REFERENCE SIGNS LIST

1 nonwoven fabric
2 upper surface
3 lower surface
6 crest
6 a crest (first crest)
6 b crest (second crest)
7 troughs
11 short fibers
A length direction
B width direction
C thickness direction

Claims

1. A nonwoven fabric formed of short fibers of thermoplastic synthetic resin fusion bonded to one another and having a length direction, a width direction and a thickness direction extending orthogonally to one another, including an upper surface and a lower surface opposed to the upper surface as viewed in the thickness direction wherein

the upper surface is formed with crests and troughs undulating in the width direction and extending in parallel to one another in the length direction and

the crests comprise first crests having a uniform height dimension and second crests having a uniform height dimension measured from the lower surface wherein the height dimension of the first crests is larger than the height dimension of the second crests, wherein:

density of the nonwoven fabric gradually increases in order of the first crests, the second crests and the troughs and the density of the first crests remains lower than the density of the second crests even when the first crests are compressed from the upper surface toward the lower surface until the first crests become flush with the second crests.

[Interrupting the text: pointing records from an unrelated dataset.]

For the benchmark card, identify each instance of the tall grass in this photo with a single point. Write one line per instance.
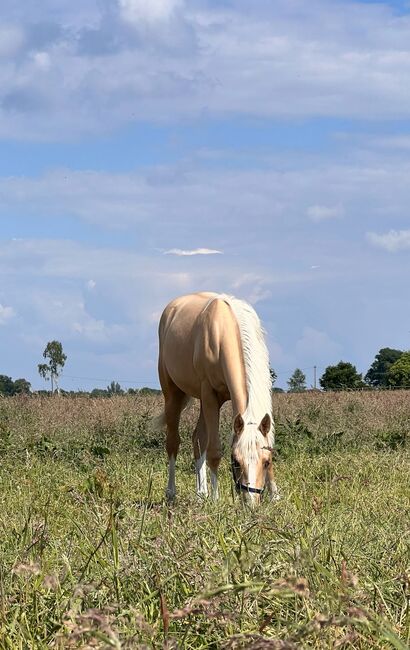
(92, 557)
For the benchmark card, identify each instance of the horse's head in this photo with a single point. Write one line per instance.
(252, 458)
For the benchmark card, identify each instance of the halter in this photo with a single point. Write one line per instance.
(241, 486)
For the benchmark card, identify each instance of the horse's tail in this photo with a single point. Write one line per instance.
(158, 423)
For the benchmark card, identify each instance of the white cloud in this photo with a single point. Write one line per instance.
(42, 60)
(179, 59)
(324, 212)
(6, 313)
(392, 241)
(136, 11)
(11, 40)
(316, 346)
(196, 251)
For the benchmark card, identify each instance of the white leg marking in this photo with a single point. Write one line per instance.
(171, 488)
(274, 492)
(201, 484)
(214, 485)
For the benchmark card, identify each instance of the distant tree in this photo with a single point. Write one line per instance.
(297, 383)
(378, 371)
(114, 389)
(273, 376)
(399, 373)
(6, 385)
(22, 386)
(343, 376)
(148, 391)
(99, 392)
(56, 360)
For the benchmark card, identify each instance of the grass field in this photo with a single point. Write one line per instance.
(92, 557)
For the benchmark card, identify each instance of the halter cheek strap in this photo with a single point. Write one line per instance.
(241, 486)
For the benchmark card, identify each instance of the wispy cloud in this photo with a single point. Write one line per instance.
(392, 241)
(311, 63)
(6, 313)
(324, 212)
(196, 251)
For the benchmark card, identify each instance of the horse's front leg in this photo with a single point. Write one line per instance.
(200, 444)
(270, 483)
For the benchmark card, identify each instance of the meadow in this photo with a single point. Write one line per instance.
(91, 556)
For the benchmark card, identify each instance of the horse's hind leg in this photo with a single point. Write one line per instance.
(175, 401)
(200, 444)
(210, 408)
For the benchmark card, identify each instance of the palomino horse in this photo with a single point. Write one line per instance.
(212, 347)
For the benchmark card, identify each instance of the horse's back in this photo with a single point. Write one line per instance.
(190, 332)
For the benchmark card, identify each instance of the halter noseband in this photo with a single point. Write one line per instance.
(241, 486)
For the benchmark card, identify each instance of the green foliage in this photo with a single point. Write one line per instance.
(378, 371)
(399, 373)
(297, 382)
(22, 387)
(6, 385)
(10, 387)
(343, 376)
(92, 556)
(114, 389)
(56, 361)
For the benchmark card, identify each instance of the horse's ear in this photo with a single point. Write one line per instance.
(238, 424)
(265, 425)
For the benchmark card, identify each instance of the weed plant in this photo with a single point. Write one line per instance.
(91, 556)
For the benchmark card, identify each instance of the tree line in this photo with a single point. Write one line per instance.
(390, 369)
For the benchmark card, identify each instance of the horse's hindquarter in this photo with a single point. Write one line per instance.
(200, 345)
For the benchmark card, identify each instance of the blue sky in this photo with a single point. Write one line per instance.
(269, 140)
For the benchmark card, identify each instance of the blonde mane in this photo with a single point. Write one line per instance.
(257, 371)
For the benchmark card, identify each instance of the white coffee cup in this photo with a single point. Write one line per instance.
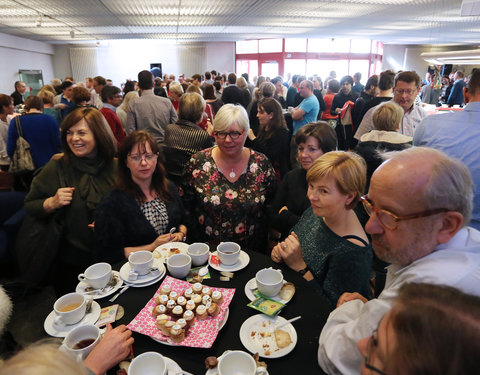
(199, 252)
(228, 252)
(179, 265)
(81, 340)
(141, 262)
(149, 363)
(97, 275)
(269, 281)
(236, 362)
(70, 309)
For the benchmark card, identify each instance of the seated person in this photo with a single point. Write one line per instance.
(328, 246)
(139, 212)
(387, 119)
(313, 140)
(46, 358)
(430, 329)
(420, 202)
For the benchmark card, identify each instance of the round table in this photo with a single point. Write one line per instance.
(306, 302)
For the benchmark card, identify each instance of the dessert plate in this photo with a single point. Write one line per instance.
(256, 334)
(242, 262)
(251, 286)
(62, 331)
(145, 280)
(108, 291)
(165, 251)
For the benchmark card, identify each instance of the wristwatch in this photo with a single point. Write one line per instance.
(304, 271)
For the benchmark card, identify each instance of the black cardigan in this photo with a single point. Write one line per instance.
(120, 223)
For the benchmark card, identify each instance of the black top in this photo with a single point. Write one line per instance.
(292, 193)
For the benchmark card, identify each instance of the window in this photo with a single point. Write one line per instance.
(270, 45)
(247, 46)
(295, 45)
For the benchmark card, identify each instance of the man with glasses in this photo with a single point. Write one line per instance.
(420, 203)
(112, 98)
(405, 90)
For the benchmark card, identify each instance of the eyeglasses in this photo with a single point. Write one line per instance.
(147, 157)
(389, 220)
(232, 135)
(407, 91)
(372, 342)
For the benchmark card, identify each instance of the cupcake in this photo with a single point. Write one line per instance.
(217, 297)
(213, 310)
(197, 288)
(188, 293)
(189, 317)
(166, 289)
(177, 312)
(202, 312)
(177, 334)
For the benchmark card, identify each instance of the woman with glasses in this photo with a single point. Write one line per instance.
(273, 138)
(328, 246)
(431, 329)
(88, 169)
(139, 212)
(228, 186)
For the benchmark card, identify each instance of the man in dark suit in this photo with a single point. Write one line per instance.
(456, 95)
(17, 95)
(232, 94)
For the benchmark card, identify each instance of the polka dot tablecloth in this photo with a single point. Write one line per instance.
(201, 335)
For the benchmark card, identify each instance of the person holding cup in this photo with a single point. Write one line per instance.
(329, 246)
(139, 212)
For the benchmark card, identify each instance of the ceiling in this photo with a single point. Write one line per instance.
(390, 21)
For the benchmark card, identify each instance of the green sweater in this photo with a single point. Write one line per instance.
(92, 178)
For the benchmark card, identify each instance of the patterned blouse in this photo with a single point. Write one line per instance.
(220, 210)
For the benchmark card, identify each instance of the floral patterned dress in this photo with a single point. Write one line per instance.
(221, 210)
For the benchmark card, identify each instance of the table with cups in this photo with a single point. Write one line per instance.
(228, 344)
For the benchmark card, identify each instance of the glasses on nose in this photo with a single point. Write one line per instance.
(390, 220)
(147, 157)
(372, 344)
(406, 91)
(232, 135)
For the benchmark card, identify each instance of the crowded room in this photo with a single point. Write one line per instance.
(239, 188)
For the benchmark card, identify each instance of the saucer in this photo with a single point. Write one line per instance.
(253, 338)
(82, 285)
(249, 292)
(213, 371)
(144, 280)
(89, 318)
(242, 262)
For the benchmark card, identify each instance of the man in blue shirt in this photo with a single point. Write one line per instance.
(458, 135)
(456, 95)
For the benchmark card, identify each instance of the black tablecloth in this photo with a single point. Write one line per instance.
(306, 302)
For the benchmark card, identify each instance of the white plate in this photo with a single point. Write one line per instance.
(242, 262)
(264, 324)
(213, 371)
(82, 285)
(225, 318)
(249, 292)
(162, 252)
(56, 331)
(145, 280)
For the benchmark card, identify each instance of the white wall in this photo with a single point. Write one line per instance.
(20, 53)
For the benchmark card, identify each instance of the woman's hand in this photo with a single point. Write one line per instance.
(114, 347)
(291, 252)
(63, 197)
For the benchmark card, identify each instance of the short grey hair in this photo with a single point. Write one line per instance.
(450, 185)
(228, 115)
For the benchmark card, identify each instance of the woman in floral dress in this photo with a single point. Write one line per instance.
(228, 186)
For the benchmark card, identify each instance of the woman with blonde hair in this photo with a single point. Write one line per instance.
(329, 246)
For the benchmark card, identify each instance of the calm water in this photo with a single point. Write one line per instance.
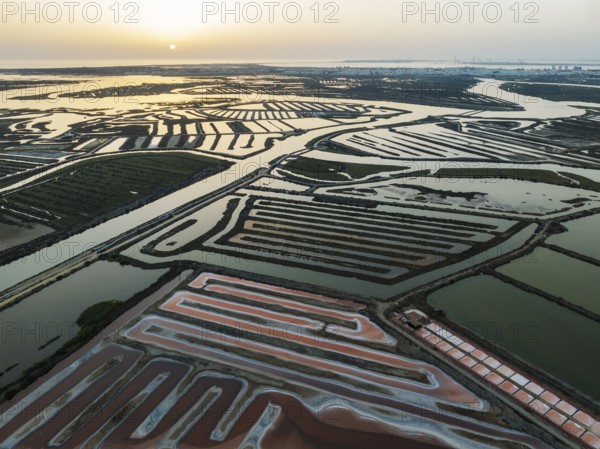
(539, 331)
(582, 237)
(559, 275)
(53, 312)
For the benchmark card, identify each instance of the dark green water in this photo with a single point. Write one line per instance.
(562, 276)
(49, 316)
(549, 336)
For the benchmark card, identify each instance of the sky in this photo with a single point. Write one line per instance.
(268, 31)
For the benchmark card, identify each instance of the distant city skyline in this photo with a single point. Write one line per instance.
(303, 30)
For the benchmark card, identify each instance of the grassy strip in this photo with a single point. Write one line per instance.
(335, 171)
(554, 92)
(546, 176)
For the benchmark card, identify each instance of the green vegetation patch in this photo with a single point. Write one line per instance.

2. The nonwoven fabric defined by claim 1, wherein the nonwoven fabric has a basis mass in a range of 18 to 100 g/m²and each of the short fibers has a fineness in a range of 1 to 8 dtex and a fiber length in a range of 20 to 80 mm, and wherein the nonwoven fabric has been modified to become hydrophilic.

3. The nonwoven fabric defined by claim 1, wherein the short fibers are conjugate fibers comprising two types of the thermoplastic synthetic resin having different fusion temperatures and these two types of the thermoplastic synthetic resin are fusion bonded to each other via one of the thermoplastic synthetic resins having a lower fusion temperature.

4. The nonwoven fabric defined by claim 1, wherein the height dimension of the first crests is in a range of 1 to 5 mm and the height dimension of the second crests is lower than the height dimension of the first crests by a range of 0.5 to 2 mm.

5. The nonwoven fabric defined by claim 1, wherein the first crests and the second crests are formed alternately in the width direction and each of the troughs is interposed between each pair of the adjacent the first crest and the second crest.